Okuyan bile çok iyi bildiği bir dilin yazılı halini kolayca seslendiremiyor. Bu da Kürtçenin yazı dili haline gelip standartlaşmaması ile ilgili. Ahmet Türk, Fransızca bilmeyen bir kişinin Fransızca bir metni okur gibi okudu Kürtçe metni.
Öcalan’ın çağrısında, silah bırakma karşılığında ne istendiğine dair açık bir talep yok ama örtülü bir talep var; o da şu; federasyon, konfederasyon ve Özerklik gibi sistemlerin bugünkü toplumsal ihtiyaçları karşılayamadığını söyledi. Bunun anlamı özerklik veya federasyon istemiyoruz demektir. Bu işin iyi görünen tarafı, ama Öcalan ulus devletin de bugün toplumsal talep ve ihtiyaçlara cevap vermediğini ifade etti. Bunun da anlamı, ulus devletten vazgeçin mesajıydı. Kürtçü Mesut Yegen de, birçok çalışmasında Kürt sorunu, Kürtlerin ulus devlete itirazıdır “ der.
Ulus devletten vazgeçmek, çok uluslu veya milletsiz bir yeni sisteme geçmek, yani egemenliği vatandaştan alıp etnik gruplara paylaştırmak, ona göre de bir anayasa yapmaktır. Bu, bir nevi kabileleşmeye dönüştür.

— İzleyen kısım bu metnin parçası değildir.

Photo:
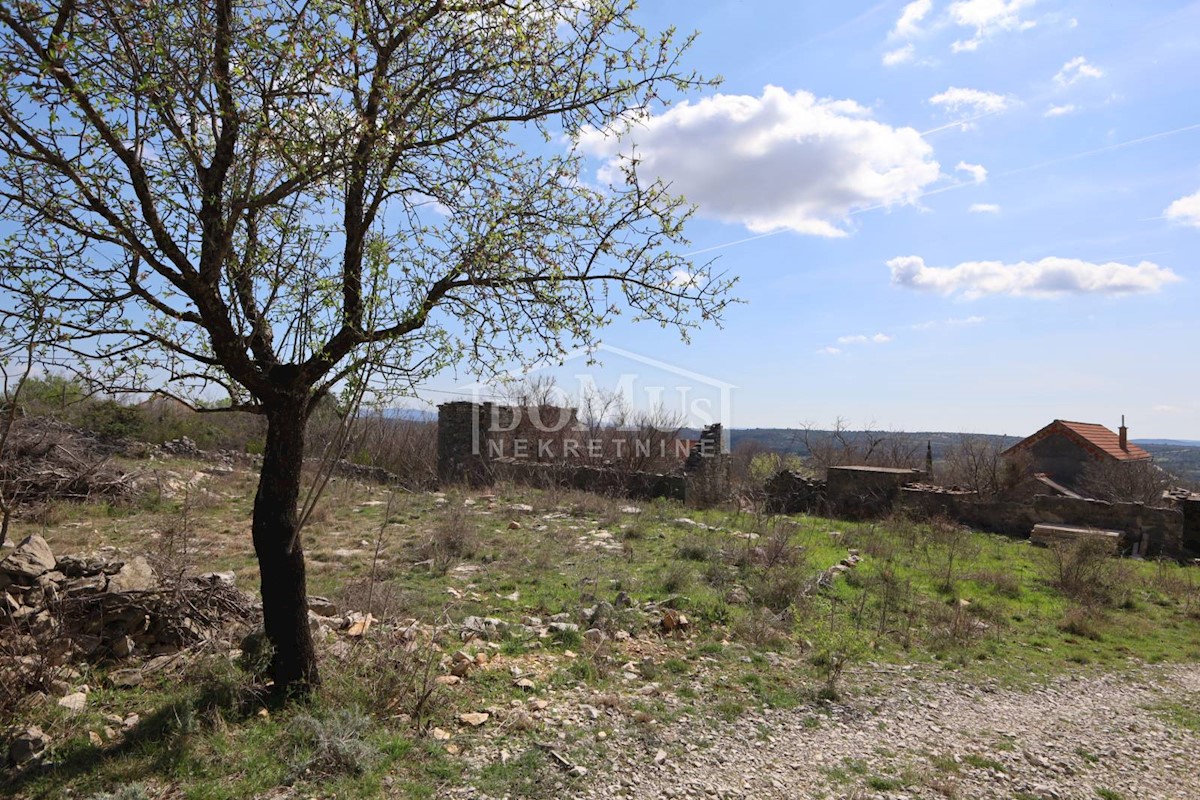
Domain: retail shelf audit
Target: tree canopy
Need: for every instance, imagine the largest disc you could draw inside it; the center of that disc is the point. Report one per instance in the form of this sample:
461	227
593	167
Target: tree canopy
268	196
219	190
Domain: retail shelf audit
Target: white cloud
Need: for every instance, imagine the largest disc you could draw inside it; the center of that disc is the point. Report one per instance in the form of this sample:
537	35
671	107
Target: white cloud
952	322
783	161
988	18
973	101
1075	71
899	55
1185	211
1168	409
911	17
1048	277
1061	110
879	338
978	172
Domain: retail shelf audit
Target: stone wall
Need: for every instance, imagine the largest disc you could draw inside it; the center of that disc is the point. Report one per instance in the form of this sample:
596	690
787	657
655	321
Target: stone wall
790	492
462	443
1161	530
1153	530
597	480
474	447
863	492
708	469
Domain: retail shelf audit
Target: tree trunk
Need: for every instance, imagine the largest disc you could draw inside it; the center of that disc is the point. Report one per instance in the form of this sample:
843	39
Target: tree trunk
280	554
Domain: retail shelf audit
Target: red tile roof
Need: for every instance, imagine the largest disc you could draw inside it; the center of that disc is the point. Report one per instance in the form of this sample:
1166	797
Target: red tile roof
1096	438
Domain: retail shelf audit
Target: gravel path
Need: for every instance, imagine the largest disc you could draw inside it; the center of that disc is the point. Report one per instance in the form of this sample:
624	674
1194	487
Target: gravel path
1086	737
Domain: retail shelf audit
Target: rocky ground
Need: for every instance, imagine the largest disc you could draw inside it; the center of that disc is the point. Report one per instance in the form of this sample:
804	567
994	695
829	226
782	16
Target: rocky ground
1097	737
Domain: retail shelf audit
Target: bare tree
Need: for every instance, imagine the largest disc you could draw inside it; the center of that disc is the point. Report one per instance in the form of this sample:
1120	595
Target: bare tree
271	199
977	463
22	344
841	446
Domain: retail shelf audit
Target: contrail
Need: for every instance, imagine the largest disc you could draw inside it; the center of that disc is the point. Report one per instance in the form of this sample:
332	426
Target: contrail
1019	170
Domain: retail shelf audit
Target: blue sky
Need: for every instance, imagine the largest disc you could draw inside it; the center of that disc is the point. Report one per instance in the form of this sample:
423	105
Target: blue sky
969	215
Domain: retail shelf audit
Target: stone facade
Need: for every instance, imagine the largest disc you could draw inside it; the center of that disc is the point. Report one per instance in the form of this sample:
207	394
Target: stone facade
708	468
862	492
477	444
462	443
1149	530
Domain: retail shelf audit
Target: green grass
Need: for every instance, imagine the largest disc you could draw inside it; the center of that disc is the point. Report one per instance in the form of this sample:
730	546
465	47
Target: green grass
781	648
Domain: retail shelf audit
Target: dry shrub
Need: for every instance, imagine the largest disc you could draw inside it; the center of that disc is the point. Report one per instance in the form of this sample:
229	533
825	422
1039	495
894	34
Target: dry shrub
454	537
1083	621
331	744
762	627
780	587
397	668
1086	571
1002	583
406	447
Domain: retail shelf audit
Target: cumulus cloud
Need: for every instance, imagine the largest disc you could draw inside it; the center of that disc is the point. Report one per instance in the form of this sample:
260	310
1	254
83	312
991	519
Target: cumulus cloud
973	101
900	55
988	18
1061	110
978	172
1185	211
1075	71
911	17
953	322
1048	277
784	161
862	338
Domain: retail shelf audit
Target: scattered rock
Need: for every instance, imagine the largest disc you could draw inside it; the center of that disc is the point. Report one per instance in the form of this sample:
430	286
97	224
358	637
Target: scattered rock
322	606
135	575
474	719
28	745
75	702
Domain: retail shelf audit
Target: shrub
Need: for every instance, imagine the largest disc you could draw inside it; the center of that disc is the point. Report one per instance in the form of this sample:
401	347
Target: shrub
1086	571
331	745
453	537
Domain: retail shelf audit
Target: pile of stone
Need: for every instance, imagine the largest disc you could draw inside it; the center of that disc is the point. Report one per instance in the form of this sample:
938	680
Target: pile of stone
791	492
83	608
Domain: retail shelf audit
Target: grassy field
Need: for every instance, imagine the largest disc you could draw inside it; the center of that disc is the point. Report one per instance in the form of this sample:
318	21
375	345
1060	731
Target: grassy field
717	609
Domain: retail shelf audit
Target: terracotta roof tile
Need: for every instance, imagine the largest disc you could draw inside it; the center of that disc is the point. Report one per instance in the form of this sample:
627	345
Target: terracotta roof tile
1104	439
1095	437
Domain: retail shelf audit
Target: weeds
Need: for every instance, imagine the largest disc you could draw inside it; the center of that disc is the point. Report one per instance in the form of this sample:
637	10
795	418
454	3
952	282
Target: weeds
333	744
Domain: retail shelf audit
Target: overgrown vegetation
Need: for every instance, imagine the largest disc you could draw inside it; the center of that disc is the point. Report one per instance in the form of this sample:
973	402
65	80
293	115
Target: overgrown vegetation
756	618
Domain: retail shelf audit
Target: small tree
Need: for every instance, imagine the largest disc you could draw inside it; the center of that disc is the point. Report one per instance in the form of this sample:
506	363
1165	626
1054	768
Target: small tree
276	199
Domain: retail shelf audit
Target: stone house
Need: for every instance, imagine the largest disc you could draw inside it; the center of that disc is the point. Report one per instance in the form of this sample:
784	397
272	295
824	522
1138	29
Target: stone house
1063	449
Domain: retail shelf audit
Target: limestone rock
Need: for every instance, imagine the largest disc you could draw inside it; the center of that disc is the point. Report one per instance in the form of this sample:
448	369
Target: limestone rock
28	745
474	719
31	559
135	575
75	702
322	606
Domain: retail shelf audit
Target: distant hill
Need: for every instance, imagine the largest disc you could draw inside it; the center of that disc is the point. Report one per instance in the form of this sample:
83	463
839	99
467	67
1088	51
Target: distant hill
1174	443
1180	457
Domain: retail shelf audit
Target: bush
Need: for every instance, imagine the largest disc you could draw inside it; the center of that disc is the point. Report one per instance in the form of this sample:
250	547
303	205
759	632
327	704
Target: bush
1086	571
331	745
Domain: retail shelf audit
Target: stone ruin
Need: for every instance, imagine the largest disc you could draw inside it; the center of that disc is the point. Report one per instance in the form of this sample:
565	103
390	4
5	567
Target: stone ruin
1170	529
479	443
61	611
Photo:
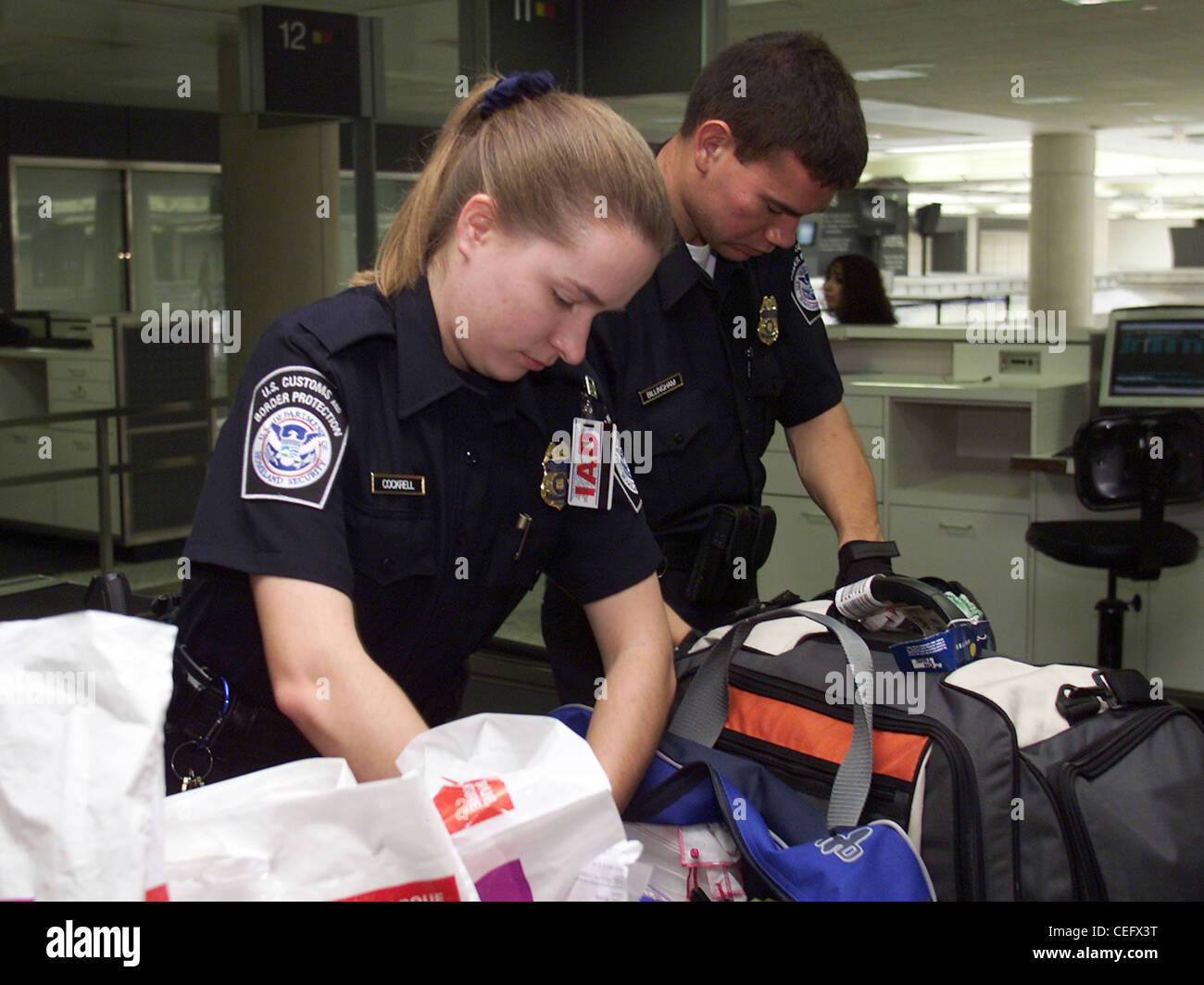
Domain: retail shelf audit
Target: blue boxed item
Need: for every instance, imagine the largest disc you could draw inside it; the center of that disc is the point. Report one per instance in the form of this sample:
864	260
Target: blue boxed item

Nitekim Sırrı Süreyya Önder, toplantıyı bitirirken, Öcalan’ın – hukuki tanıma- istediğini söyleyerek pazarlıkların hangi çerçevede sürdüğünü veya süreceğini itiraf etti. Daha önemlisi Öcalan’ın çağrısından hemen sonra bay Binali Yıldırım’ın X’te yaptığı paylaşımdı: Yıldırım;” yeni Anayasada vatandaşlık tanımı yeniden düzenlenebilir, Türklerden başkasına yaşam hakkı yok diyorlar, böyle bir şey yok” diyor. Bu paylaşım, Öcalan’la yapılan anlaşmanın bizi nereye götüreceğini göstermiyor mu? Açıkça silah bırakmaya karşılık örtülü olarak iki milletli yeni bir anayasa ve devlet öneriliyor.
Bu noktada iktidar ile İmralı arasında bir uzlaşma olduğu anlaşılıyor. Çağrıdan bizim anladıklarımız gerçekleşirse, bunun adı, Türk devleti ve vatandaşlığından,
Türkiye devleti ve vatandaşlığına geçiştir. Açıklamadan sonra Halk Tv’ye konuşan hukukçu Vahap Coşkun,” vatandaşlık tanımı değiştirilmeli, ana dilde eğitim olmalı, yerel yönetimler güçlendirilmeli derken endişelerimizde haksız olmadığımızı gösteriyordu.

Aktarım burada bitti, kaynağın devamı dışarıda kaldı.